The total cost of the intervention to primary care included running the clinics and increased prescribing. On the basis of an audit of nurse time during the first year of the study and interviews with nurses and general practitioners after four years, those patients who attended in the first year of the clinics were attributed two visits and patients who attended in any of the subsequent years were attributed one visit. We found that initial visits lasted up to one hour, but that subsequent ones were shorter. In this analysis we have assumed that each visit lasted one hour. The costs of clinic materials and training were included at year 1. In the second, third, and fourth years it was assumed that the only cost incurred in running the clinics was nurse time, which we put at £20 ($38; 29) per hour.¹² Using the Scottish Drugs Tariff, we costed prescriptions for cardiovascular drugs on the basis of data at baseline, one year, and four years.¹³ Although we did not include the capital costs (the building) of the clinics, mainly because of the variety of ways the clinics were organised in the trial, we did explore in the sensitivity analysis the effects of doubling the running cost of the clinics. We calculated the mean cost per patient to primary care (comprising the cost of the clinic and additional prescribing), discounted at 3.5% over four years.¹⁰

We calculated the cost of admissions to NHS hospitals by assigning the appropriate unit cost per case based on specialty and hospital and deriving costs per patient and total cost by group.¹⁴ Outpatient costs were based on the number of attendances multiplied by the relevant hospital unit cost. Missing data on outpatients were imputed on the basis of the average ratio of outpatient attendances per admission for cardiovascular disease for surviving patients. As the share of overall costs accounted for by outpatients was small, the imputation of these missing values made little difference. We costed admissions to private hospitals using NHS unit cost by specialty. Again, as these costs accounted for a small percentage of overall costs, the effects of this assumption were minimal.

Results

Patients assigned to nurse led secondary prevention clinics for coronary heart disease showed significant improvements in all components at one year (aspirin, blood pressure, lipids, exercise, diet) except smoking.^{6 7} At four years, these improvements were sustained except for exercise.⁴ By year 4, improvements were shown in the control group and differences were no longer significant, but the earlier differences had translated into significantly fewer deaths in the intervention group: 100 out of 673 (cumulative death rate 14.5%) compared with 128 out of 670 (19.1%) in the control group (P = 0.038).⁴ This improvement in survival remained statistically significant after adjusting for age, sex, general practice, and baseline secondary prevention. Thus the intervention group had 28 fewer deaths. Over the four year period this generated an incremental 0.110 life years per patient in the intervention group or 0.124 QALYs per patient (table).

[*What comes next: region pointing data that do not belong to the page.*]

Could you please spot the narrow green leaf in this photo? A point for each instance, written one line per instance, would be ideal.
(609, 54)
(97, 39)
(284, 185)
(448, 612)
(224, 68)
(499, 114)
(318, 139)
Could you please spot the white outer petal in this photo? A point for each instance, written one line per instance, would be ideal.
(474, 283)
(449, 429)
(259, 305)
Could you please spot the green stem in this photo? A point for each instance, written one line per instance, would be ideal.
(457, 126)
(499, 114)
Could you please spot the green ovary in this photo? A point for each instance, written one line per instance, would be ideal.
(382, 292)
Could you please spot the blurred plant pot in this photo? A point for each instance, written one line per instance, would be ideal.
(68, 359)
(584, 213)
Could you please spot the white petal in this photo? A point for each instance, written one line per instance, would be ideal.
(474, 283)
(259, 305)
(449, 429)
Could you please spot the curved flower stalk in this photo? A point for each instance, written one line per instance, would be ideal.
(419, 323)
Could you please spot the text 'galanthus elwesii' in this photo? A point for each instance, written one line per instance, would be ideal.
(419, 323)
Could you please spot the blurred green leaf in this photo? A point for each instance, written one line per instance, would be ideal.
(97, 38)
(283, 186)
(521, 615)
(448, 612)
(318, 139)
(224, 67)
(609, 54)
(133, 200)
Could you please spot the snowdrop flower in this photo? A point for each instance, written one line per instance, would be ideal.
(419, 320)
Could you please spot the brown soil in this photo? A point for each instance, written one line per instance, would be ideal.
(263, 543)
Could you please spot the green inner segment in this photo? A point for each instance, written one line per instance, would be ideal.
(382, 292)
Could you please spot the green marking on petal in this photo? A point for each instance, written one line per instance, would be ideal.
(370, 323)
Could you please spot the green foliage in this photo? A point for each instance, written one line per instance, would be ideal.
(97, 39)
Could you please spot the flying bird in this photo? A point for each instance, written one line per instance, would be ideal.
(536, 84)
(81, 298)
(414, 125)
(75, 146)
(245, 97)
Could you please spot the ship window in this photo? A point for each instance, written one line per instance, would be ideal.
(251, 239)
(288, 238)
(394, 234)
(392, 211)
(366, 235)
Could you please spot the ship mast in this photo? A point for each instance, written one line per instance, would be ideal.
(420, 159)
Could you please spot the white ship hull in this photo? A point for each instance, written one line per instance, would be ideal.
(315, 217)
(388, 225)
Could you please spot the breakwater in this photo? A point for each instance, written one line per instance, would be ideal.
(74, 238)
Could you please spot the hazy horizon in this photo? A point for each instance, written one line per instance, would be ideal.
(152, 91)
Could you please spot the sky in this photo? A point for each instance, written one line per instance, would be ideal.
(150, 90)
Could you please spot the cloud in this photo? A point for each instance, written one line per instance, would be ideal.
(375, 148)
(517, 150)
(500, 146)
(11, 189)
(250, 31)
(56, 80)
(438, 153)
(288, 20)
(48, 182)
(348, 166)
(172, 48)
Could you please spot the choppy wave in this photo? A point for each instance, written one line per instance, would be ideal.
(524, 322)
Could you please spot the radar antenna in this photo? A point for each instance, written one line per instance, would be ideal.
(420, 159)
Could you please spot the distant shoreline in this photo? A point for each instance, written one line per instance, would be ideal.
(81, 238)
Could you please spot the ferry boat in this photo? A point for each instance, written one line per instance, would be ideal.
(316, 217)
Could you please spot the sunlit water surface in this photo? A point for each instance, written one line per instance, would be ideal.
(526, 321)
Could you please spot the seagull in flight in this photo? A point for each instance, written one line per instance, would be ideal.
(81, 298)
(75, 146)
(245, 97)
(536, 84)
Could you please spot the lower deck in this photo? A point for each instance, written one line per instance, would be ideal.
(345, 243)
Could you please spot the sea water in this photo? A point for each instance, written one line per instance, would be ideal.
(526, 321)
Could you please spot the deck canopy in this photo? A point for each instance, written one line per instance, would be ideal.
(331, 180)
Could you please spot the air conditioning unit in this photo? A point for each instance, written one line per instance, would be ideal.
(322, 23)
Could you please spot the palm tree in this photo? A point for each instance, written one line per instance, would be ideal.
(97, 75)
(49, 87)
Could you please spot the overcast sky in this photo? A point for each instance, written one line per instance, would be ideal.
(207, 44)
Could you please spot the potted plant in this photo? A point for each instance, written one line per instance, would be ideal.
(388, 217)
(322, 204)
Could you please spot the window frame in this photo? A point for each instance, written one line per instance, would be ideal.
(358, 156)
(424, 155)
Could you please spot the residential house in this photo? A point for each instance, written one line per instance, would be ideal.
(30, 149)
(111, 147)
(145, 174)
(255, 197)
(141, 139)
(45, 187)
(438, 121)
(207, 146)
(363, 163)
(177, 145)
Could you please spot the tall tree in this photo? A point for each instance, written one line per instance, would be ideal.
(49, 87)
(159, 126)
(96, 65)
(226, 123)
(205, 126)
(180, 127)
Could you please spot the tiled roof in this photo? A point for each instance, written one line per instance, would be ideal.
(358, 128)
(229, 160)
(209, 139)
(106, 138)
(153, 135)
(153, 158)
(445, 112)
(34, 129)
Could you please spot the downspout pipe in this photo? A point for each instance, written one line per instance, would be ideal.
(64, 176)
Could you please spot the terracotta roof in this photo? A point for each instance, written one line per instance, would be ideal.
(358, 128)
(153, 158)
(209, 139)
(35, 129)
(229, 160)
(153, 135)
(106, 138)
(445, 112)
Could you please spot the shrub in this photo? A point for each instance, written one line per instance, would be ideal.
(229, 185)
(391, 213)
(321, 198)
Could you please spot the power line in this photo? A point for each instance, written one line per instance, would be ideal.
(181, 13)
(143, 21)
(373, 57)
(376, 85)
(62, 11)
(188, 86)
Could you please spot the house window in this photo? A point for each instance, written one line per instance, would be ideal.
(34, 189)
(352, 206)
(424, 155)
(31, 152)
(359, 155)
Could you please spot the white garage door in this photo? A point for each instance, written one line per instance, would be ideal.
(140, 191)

View this table: [in this window] [in a new window]   Benefits (deaths, life years, and quality adjusted life years (QALYs)) and costs of nurse led secondary prevention clinics for coronary heart disease compared with control group

 

Costs to primary care and overall costs to society
The only differences in cost to primary care per patient were the direct costs of the intervention, specifically attendances at the secondary prevention clinic and increased prescribing. The costs were £136 higher (1998-9 prices) in the intervention group (table).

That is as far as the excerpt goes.